Heading into Uber’s (UBER 37.75, -2.44, -6.1%) 4Q21 earnings report, investors were already bracing for an Omicron-related downturn in its Mobility segment following the downside 1Q22 guidance offered by Lyft (LYFT) the night before. As expected, COVID-19 did impact UBER’s ride-share business, but not enough to prevent it from easily beating revenue and adjusted EBITDA expectations. Since the surge in new virus cases peaked in late December and into January, the main concern centered on UBER’s guidance.
Like LYFT, the company provided 1Q22 guidance that fell short of analysts’ expectations. However, UBER’s adjusted EBITDA projection of $100-130 mln equates to sequential growth of 33% at the midpoint, blowing away LYFT’s forecast for adjusted EBITDA to plunge to $5-10 mln from $74.7 mln in Q4. The divergence is quite remarkable given that LYFT has consistently outperformed its larger rival on this metric, owning to its simpler business structure and its deep cost-cutting efforts.
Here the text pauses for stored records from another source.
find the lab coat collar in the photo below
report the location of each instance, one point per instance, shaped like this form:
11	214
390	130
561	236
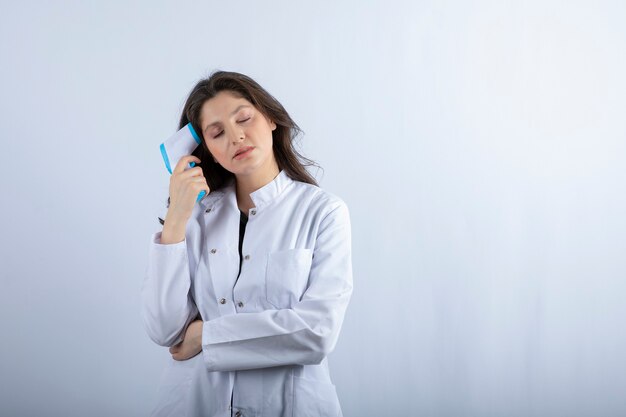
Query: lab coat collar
260	197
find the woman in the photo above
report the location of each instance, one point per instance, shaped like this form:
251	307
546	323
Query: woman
249	286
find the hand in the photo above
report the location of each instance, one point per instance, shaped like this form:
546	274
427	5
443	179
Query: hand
191	344
185	185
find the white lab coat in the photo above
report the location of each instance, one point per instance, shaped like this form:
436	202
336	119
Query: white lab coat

A few key factors are underlying UBER’s relative outperformance and brighter outlook, including:
Once viewed as a hindrance, UBER’s more diverse business is now paying dividends. Most notably, after years of unprofitability, the Delivery segment generated positive adjusted EBITDA for the first time.
From a gross bookings standpoint, Delivery has always acted as a buffer when rising virus cases have derailed the Mobility segment. That remains true today, as Q4 Delivery gross bookings jumped by 34% to $13.4 bln, despite lapping incredible growth of 130% in the year-earlier period.
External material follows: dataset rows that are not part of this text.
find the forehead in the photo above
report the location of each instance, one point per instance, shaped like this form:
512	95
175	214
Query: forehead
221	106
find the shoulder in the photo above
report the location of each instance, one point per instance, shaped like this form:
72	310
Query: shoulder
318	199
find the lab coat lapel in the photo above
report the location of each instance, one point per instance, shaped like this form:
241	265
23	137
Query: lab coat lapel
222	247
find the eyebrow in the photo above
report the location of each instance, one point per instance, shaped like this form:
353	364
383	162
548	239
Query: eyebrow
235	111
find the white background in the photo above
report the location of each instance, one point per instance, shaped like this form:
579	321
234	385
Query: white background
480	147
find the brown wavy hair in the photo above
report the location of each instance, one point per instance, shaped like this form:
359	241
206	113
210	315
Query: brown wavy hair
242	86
While Delivery’s gross bookings growth has been astonishing, many have questioned whether the food delivery business can be profitable due to fierce competition and low margins. UBER proved the doubters wrong in Q4, as the segment posted adjusted EBITDA of $25 mln compared to $(145) mln a year earlier, bolstered by a 4.5 percentage point improvement in take rate to 18.0%.
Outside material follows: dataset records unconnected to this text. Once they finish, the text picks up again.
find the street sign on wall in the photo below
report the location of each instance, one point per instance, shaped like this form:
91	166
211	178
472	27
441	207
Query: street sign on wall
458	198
Uber Eats is by far the largest bookings contributor to Delivery, but new verticals – grocery, alcohol, convenience stores – are growing quickly. Combined, these verticals grew by 10% on a qtr/qtr basis.
Based upon UBER’s upbeat commentary regarding the recent recovery in its ride-share business, it seems that its turnaround is tracking ahead of LYFT’s. CEO Dara Khosrowshahi commented that Mobility has rapidly recovered, with gross bookings up 25% on a month-to-month basis in the last week.
Adding some credence to this assertion is that LYFT’s Q1 revenue guidance was about 16% below expectations (at the midpoint) while UBER’s gross bookings guidance of $25-26 bln was only about 6% below expectations. A caveat is that LYFT does have a propensity for issuing conservative guidance.
Both UBER and LYFT are experiencing a rebound in airport rides. However, UBER noted that these highly profitable rides have tripled while LYFT noted a doubling in airport rides.
The promising news for both companies is that the driver shortages that beset the ride-share market last year are now easing. With COVID-19 restrictions also easing, the stage looks set for a strong rebound this spring for UBER and LYFT.